July revenue fell $4 million below expectations. While $4 million does not represent a huge drop, the July loss is part of a long string of disappointing monthly revenue reports, and a trend that will likely continue. Individual income tax receipts tell the story. Dramatic income tax policy changes began to take effect in 2013, causing a sharp revenue decline, and now income tax receipts are staying down at that low level. Lawmakers raised the sales tax to try to make up for the diminished income tax stream. However, they have also depended heavily on transfers from the highway fund and other funds, leaving a structural budget imbalance in which ongoing expenses are still much higher than ongoing revenue.

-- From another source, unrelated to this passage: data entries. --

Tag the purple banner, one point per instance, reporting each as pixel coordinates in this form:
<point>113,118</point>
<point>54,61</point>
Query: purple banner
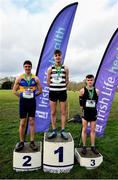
<point>57,38</point>
<point>107,82</point>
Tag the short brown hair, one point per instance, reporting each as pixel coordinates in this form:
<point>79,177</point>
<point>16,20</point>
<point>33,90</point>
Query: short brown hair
<point>57,51</point>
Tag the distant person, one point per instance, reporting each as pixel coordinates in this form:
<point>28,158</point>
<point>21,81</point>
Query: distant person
<point>27,87</point>
<point>57,80</point>
<point>88,103</point>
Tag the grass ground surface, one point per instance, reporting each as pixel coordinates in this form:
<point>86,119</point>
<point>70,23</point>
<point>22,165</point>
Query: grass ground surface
<point>107,145</point>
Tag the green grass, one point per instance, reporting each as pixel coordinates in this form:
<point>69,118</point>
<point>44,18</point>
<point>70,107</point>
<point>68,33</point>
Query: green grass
<point>107,145</point>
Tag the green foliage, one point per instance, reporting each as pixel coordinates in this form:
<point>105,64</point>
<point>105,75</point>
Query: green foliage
<point>7,85</point>
<point>9,124</point>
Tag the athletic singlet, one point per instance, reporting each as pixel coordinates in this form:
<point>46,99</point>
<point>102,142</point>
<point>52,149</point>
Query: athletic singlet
<point>86,97</point>
<point>25,84</point>
<point>58,79</point>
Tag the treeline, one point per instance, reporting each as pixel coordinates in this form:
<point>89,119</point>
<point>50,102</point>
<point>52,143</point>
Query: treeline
<point>8,82</point>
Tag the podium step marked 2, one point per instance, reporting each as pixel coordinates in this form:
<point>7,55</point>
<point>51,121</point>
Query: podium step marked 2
<point>90,160</point>
<point>27,159</point>
<point>58,154</point>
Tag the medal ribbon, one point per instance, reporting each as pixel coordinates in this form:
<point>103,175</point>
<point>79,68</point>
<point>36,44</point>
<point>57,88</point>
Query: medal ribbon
<point>91,93</point>
<point>28,81</point>
<point>58,70</point>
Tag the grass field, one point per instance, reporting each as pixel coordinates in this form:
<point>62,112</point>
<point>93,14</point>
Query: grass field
<point>107,145</point>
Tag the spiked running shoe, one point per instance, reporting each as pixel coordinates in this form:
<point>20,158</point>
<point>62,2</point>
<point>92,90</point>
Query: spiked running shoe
<point>33,146</point>
<point>64,135</point>
<point>93,149</point>
<point>84,150</point>
<point>20,146</point>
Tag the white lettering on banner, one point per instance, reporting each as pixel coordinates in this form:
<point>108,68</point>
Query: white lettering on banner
<point>98,128</point>
<point>114,68</point>
<point>58,38</point>
<point>42,114</point>
<point>108,87</point>
<point>104,101</point>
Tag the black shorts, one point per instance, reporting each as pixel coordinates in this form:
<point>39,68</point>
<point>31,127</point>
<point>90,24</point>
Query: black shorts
<point>89,114</point>
<point>58,95</point>
<point>27,107</point>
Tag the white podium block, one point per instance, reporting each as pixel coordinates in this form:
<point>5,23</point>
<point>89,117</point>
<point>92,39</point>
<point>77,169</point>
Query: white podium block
<point>58,154</point>
<point>27,159</point>
<point>90,160</point>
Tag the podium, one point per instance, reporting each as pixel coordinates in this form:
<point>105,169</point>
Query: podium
<point>90,160</point>
<point>27,159</point>
<point>58,154</point>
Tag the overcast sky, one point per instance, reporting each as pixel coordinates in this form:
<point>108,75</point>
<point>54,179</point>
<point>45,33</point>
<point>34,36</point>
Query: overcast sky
<point>25,23</point>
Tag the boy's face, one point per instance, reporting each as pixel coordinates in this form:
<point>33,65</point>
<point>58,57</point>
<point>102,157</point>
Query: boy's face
<point>57,58</point>
<point>89,81</point>
<point>27,68</point>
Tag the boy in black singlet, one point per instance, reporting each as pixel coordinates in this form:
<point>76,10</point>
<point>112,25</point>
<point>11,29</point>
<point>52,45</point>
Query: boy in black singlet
<point>88,103</point>
<point>57,79</point>
<point>25,88</point>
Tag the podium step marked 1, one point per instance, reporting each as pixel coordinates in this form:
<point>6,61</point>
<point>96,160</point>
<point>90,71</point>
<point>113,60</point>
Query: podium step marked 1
<point>90,160</point>
<point>58,154</point>
<point>27,159</point>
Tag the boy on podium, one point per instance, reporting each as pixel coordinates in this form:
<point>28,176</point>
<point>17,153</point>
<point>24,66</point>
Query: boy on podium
<point>25,89</point>
<point>57,80</point>
<point>88,103</point>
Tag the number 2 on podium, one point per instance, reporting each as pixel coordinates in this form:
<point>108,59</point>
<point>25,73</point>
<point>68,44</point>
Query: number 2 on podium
<point>60,151</point>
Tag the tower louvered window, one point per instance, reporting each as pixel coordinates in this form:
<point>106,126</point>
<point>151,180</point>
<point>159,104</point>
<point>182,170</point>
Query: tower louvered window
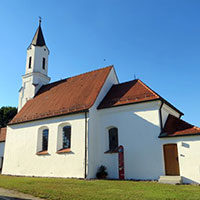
<point>29,64</point>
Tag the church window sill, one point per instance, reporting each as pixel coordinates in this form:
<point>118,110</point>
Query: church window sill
<point>68,150</point>
<point>112,151</point>
<point>42,153</point>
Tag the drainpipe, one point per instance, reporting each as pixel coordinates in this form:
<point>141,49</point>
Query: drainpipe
<point>160,114</point>
<point>86,146</point>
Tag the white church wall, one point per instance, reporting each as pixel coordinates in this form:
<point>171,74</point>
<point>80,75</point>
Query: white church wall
<point>23,138</point>
<point>2,145</point>
<point>94,126</point>
<point>188,156</point>
<point>138,130</point>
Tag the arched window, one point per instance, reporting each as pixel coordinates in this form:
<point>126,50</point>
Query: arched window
<point>66,136</point>
<point>43,63</point>
<point>113,139</point>
<point>45,136</point>
<point>29,64</point>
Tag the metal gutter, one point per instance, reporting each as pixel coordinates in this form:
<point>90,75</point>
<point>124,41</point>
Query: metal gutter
<point>86,144</point>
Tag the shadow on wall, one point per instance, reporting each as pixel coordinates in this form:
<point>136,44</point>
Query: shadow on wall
<point>189,181</point>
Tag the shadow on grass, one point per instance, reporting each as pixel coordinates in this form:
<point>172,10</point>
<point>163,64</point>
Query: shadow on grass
<point>11,198</point>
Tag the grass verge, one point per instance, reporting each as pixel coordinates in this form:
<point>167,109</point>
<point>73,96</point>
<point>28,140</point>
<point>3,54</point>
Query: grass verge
<point>73,189</point>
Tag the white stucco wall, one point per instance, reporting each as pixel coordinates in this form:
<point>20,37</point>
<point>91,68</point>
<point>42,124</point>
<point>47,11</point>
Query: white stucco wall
<point>188,155</point>
<point>94,127</point>
<point>138,130</point>
<point>2,145</point>
<point>35,76</point>
<point>22,145</point>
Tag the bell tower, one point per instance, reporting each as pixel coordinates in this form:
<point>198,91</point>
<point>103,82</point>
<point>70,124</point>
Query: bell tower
<point>36,73</point>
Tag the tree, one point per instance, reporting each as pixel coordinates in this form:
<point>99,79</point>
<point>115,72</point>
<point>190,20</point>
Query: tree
<point>6,115</point>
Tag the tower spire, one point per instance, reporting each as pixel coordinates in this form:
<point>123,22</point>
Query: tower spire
<point>40,20</point>
<point>38,39</point>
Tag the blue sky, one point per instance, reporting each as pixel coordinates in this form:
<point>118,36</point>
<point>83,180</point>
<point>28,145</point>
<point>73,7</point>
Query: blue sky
<point>156,40</point>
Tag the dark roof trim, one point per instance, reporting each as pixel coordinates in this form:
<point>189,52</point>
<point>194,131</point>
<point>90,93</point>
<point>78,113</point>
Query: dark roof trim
<point>129,104</point>
<point>165,101</point>
<point>170,105</point>
<point>172,136</point>
<point>75,112</point>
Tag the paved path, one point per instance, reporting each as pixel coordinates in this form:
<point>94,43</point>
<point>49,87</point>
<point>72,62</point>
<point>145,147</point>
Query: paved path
<point>13,195</point>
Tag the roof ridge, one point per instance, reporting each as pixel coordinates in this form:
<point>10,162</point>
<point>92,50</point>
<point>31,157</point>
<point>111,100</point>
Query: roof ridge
<point>185,122</point>
<point>110,66</point>
<point>148,88</point>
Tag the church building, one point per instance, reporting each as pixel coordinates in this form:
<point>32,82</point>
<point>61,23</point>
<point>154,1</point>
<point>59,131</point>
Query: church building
<point>71,127</point>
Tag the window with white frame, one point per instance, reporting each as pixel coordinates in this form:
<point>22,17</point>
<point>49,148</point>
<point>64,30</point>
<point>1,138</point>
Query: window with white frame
<point>42,141</point>
<point>113,139</point>
<point>64,138</point>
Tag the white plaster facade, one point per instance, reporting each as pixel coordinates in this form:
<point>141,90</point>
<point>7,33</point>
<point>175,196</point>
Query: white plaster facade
<point>139,126</point>
<point>22,159</point>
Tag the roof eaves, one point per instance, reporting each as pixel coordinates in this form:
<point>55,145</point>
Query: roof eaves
<point>163,100</point>
<point>111,67</point>
<point>125,104</point>
<point>165,135</point>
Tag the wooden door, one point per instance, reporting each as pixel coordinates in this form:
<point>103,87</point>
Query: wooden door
<point>171,160</point>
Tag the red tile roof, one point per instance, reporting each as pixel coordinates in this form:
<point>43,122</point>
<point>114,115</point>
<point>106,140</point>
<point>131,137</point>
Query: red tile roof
<point>131,92</point>
<point>3,134</point>
<point>177,127</point>
<point>127,93</point>
<point>70,95</point>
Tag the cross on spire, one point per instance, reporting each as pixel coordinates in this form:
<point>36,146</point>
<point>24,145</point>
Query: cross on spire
<point>40,20</point>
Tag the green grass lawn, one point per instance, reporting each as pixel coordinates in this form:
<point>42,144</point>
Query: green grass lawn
<point>70,189</point>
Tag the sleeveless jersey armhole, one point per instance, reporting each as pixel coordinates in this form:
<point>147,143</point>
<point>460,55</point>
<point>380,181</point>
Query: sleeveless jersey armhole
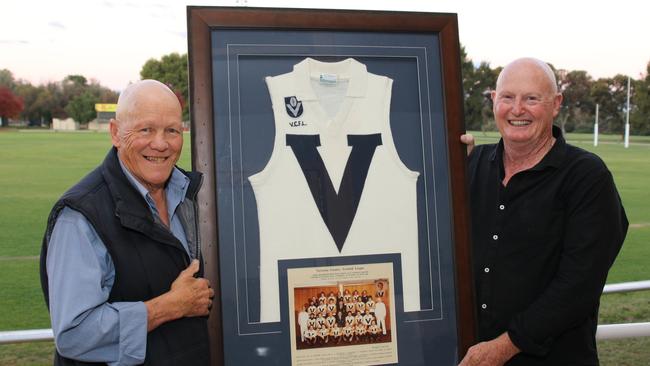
<point>260,177</point>
<point>410,174</point>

The expenditure cuts announced by the governor were part of the final FY 2016 (July 1, 2015 to June 30, 2016) budget deal passed by the Legislature in June. To keep the general fund solvent, at least another $50 million had to be cut from the already conservative FY 2016 budget. The governor’s cuts transferred more money from the highway fund, and grabbed federal money that could have been used for children’s health programs. For the most part, the cuts were one-time transactions to save some general fund money in the current fiscal year but do not alter the longer-term imbalance between revenue and expenditures.

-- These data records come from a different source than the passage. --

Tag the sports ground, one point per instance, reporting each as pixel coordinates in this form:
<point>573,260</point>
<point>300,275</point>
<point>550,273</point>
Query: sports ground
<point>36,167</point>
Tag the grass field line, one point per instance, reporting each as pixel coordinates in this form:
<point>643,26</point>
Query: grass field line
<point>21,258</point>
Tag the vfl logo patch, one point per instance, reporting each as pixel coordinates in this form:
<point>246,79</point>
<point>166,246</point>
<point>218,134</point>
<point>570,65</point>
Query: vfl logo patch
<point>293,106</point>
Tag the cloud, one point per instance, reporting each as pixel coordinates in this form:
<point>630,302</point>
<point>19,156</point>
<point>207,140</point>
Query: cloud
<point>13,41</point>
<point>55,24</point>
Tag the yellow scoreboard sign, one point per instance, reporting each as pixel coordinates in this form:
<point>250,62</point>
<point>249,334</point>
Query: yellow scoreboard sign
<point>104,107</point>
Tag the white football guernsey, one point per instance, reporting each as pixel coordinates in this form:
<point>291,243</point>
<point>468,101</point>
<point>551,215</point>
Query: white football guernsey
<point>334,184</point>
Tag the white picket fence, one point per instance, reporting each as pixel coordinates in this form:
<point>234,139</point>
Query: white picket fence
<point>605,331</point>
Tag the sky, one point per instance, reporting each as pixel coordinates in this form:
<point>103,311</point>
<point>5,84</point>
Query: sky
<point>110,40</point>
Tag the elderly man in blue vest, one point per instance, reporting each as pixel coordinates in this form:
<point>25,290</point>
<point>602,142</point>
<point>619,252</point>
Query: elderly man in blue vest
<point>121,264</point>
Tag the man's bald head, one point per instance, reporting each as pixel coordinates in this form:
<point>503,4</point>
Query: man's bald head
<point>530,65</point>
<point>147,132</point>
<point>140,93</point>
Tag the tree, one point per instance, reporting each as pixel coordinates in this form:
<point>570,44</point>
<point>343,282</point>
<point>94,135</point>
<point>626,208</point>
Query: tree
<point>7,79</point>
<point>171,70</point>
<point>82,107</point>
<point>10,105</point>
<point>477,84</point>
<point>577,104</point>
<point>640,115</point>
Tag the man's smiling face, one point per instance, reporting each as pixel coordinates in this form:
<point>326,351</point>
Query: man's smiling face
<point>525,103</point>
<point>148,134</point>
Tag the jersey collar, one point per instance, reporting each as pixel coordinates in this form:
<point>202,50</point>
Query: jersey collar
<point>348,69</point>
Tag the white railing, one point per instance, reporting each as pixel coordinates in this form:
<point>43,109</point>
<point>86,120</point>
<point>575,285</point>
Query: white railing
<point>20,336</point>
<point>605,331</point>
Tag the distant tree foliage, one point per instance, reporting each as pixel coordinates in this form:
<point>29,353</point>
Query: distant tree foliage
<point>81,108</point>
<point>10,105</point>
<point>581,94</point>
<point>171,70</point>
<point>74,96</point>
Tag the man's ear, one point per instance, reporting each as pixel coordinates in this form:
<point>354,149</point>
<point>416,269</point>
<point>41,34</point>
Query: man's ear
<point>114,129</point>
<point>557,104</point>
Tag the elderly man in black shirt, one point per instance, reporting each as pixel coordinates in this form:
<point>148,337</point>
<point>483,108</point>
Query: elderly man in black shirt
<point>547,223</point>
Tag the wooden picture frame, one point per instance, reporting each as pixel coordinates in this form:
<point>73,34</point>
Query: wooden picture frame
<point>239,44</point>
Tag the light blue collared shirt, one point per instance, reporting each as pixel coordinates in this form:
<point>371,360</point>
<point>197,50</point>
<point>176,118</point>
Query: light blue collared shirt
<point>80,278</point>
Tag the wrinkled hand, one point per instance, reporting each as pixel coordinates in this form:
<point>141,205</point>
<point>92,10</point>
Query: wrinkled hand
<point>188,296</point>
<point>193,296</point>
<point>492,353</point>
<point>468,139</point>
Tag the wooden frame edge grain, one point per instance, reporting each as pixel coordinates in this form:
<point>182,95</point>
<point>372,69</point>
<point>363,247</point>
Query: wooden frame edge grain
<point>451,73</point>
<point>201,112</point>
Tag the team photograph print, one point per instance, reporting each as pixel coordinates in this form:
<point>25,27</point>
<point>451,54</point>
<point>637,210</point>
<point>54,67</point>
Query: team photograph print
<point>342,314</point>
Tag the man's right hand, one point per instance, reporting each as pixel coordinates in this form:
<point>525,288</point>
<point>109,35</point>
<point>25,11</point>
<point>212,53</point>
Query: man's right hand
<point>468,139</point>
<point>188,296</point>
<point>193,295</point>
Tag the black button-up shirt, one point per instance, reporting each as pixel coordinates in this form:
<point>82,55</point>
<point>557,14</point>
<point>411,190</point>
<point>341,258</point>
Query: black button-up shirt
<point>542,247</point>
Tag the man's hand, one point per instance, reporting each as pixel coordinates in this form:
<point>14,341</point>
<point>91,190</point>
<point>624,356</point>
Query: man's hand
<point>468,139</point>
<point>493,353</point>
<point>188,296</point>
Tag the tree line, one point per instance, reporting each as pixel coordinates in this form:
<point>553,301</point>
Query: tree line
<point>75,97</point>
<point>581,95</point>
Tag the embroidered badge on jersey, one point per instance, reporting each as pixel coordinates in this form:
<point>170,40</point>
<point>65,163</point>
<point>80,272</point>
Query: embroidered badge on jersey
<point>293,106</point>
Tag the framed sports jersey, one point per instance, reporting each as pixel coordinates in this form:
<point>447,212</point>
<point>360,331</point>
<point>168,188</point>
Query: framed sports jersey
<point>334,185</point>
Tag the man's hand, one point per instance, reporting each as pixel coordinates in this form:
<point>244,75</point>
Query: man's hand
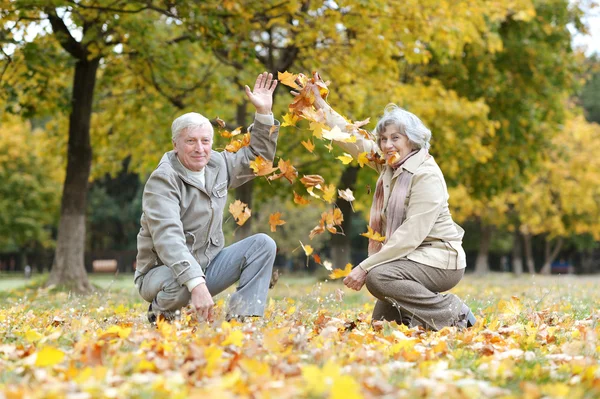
<point>262,94</point>
<point>356,279</point>
<point>202,302</point>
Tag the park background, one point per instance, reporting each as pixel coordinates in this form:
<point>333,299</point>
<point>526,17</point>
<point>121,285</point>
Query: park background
<point>511,96</point>
<point>510,90</point>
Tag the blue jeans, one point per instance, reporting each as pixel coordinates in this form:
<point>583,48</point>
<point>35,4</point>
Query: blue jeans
<point>250,261</point>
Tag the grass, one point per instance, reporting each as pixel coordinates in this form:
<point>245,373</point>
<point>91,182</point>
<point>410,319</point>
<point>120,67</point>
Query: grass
<point>536,336</point>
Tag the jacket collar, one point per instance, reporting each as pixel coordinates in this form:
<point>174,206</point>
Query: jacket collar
<point>209,171</point>
<point>413,163</point>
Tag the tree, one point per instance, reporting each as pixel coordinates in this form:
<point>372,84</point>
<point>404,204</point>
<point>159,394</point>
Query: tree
<point>29,193</point>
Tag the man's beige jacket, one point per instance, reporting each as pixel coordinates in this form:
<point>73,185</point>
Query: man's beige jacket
<point>182,219</point>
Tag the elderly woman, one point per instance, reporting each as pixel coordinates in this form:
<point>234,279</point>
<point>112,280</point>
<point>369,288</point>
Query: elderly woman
<point>422,254</point>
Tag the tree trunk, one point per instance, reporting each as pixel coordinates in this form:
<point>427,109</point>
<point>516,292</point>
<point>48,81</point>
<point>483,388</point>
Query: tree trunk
<point>528,253</point>
<point>68,268</point>
<point>244,192</point>
<point>481,264</point>
<point>517,254</point>
<point>550,255</point>
<point>340,244</point>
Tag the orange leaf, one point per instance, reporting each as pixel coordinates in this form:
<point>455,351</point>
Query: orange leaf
<point>287,170</point>
<point>262,167</point>
<point>275,220</point>
<point>309,145</point>
<point>317,258</point>
<point>339,273</point>
<point>373,235</point>
<point>312,180</point>
<point>240,212</point>
<point>300,200</point>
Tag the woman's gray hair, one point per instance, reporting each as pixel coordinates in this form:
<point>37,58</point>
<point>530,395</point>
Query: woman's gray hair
<point>409,124</point>
<point>186,121</point>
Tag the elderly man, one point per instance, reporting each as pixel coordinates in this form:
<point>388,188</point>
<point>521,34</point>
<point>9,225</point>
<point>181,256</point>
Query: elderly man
<point>180,244</point>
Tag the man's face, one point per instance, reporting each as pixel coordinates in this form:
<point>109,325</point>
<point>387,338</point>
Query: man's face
<point>193,147</point>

Kansas is preparing to sell $1 billion in bonds to shore up the state’s retirement system. Last year, Moody’s Investor Service lowered the state’s bond rating to Aa2 because of the expanding budget imbalance caused by falling revenue. This new pension bond issue has been rated one-notch lower at Aa3, and the rating analysis clearly outlines Kansas’ financial problems:
“The below-average rating also recognizes the structural imbalance in the state's budget and reliance on interfund borrowing, as well as an underfunded pension plan to which the state is not making actuarially determined contributions.”
In the 2015 record-long legislative session, lawmakers faced a budget crisis with general fund expenditures almost $800 million above revenue. They raised sales and cigarette taxes and dropped spending to a low level. That averted a full-blown financial disaster, but did not solve the state’s financial problems or put Kansas on a stable, forward-looking fiscal path. Rather Kansas has been left to live month-by-month scraping by with few reserves, a cramped budget, and little hope that the situation can improve in the future.
The root of Kansas’ financial problems is an unfair and unsustainable income tax policy that has garnered too few resources to adequately cover expenses. Lawmakers must reconsider that policy to get Kansas back to financial health.